B. Concentration of Choice (12 credits)

Health Education Concentration

  • HED 541 - Program Planning and Program Design (3)
  • HED 543 - Community Assessment (3)
  • HED 545 - Health Communications (3)
  • HED 546 - Evaluation of Health Education and Promotion Programs (3)

Health Administration Concentration

  • HCR 577 - Financial Management in Health Care (3)
  • HCR 578 - Healthcare Quality Management (3)
  • HCR 587 - Legal Issues in Health Care (3)
  • PHS 567 - Health Information Management (3)

C. Elective (3 credits)


  • HCR 505 - Health Policy (3)
  • HCR 506 - Research Methods (3)
  • HCR 511 - Economic Applications in Health Administration (3)
  • HCR 561 - Mental Health Promotion (3)
  • HCR 621 - Qualitative Research Methods (3)
  • HED 542 - Administration and Management of Health Education Programs (3)
  • PHS 504 - Ethical Issues in Public Health (3)
  • PHS 531 - Global Health (3)


  • Another course chosen with approval of the advisor.
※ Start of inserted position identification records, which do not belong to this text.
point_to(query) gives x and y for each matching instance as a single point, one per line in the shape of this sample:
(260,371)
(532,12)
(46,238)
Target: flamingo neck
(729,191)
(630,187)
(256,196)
D. Practicum (3-6 credits)

  • PHS 590 - Public Health Internship (3)

E. Capstone Experience (3 credits)

  • PHS 595 - Public Health Capstone (3)

F. Additional Requirements

  • Grades of B- (2.7) or higher in all required courses
  • MPH exit interview
Additional information on the The Master of Public Health (MPH) program including course descriptions can be found in the catalog



  • Bachelor’s degree from a regionally accredited institution with sufficient preparation in algebra to succeed in Epidemiology and Biostatistics.
  • Minimum overall undergraduate grade point average of 3.0 on a 4.0 scale
  • Completion of BIO 104 or an equivalent course in anatomy and physiology prior to enrolling in graduate courses. This may be taken at any regionally accredited university.
  • Completion of the Graduate Record Exam (GRE)

Note: Applicants who have been previously been admitted to or graduated from UM-Ann Arbor’s Certificate in the Foundations of Public Health (CFPH) program qualify for automatic admission to the UM-Flint MPH program upon application and will have prerequisite course requirements waived. The CFPH program is no longer accepting new students.
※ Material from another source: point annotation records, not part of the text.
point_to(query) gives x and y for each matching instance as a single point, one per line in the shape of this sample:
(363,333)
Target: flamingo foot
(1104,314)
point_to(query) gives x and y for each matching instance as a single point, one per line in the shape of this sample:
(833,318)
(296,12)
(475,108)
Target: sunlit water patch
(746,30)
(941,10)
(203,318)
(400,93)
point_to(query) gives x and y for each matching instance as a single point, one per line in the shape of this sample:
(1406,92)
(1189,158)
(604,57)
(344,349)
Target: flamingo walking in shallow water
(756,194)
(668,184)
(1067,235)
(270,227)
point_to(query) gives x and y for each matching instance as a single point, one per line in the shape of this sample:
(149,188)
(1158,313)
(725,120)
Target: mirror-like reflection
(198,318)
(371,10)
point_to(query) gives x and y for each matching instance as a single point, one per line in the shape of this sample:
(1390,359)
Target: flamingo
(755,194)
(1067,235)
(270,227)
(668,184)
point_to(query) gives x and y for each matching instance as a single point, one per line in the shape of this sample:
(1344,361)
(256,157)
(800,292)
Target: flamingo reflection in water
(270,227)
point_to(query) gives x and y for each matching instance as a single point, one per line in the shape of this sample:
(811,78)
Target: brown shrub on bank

To be considered for admission, submit the following to the Office of Graduate Programs, 251 Thompson Library:

  • Application for Graduate Admission
  • $55 application fee (non-refundable)
  • Official transcripts from all colleges and universities attended
  • Three letters of recommendation* from individuals that can speak to your past academic performance and/or your potential for successfully completing the MPH program
  • Statement of Purpose* that addresses your understanding of and interest in public health and how you anticipate a Master of Public Health degree will help you in future professional settings
  • GRE scores (general) sent to the University of Michigan-Flint Institutional Code #1853 
  • International students must submit additional documentation.  Visit the International Students page for details.

Note to CFPH applicants/students/graduates: Ann Arbor’s CFPH Program is no longer accepting new students. If you have already started or completed the CFPH program through the Ann Arbor campus, consult the list of Frequently Asked Questions with answers to common questions about applying to the UM-Flint MPH program.

*Letters of recommendation and a Statement of Purpose are not required for students admitted to or graduated from the Ann Arbor CFPH program.  If you have already completed CFPH coursework, your U-M transcript is sufficient to exempt you from these documents. If you have not completed coursework, a copy of your admission email from the School of Public Health is appropriate to exempt you from these requirements.

Application Deadlines

The program has rolling admissions and reviews completed applications each month. Application deadlines are as follows:    

  • Fall (early deadline*) – May 1
  • Fall (final deadline) – August 1
  • Winter – November 15
  • Spring – March 15

*You must apply for admission by the early deadline to be eligible for scholarships, grants, and research assistantships.

International students are required to apply earlier than the deadlines posted here. The final deadlines for international students are May 1 for the fall semester, September 1 for the winter semester, and January 1 for the spring term.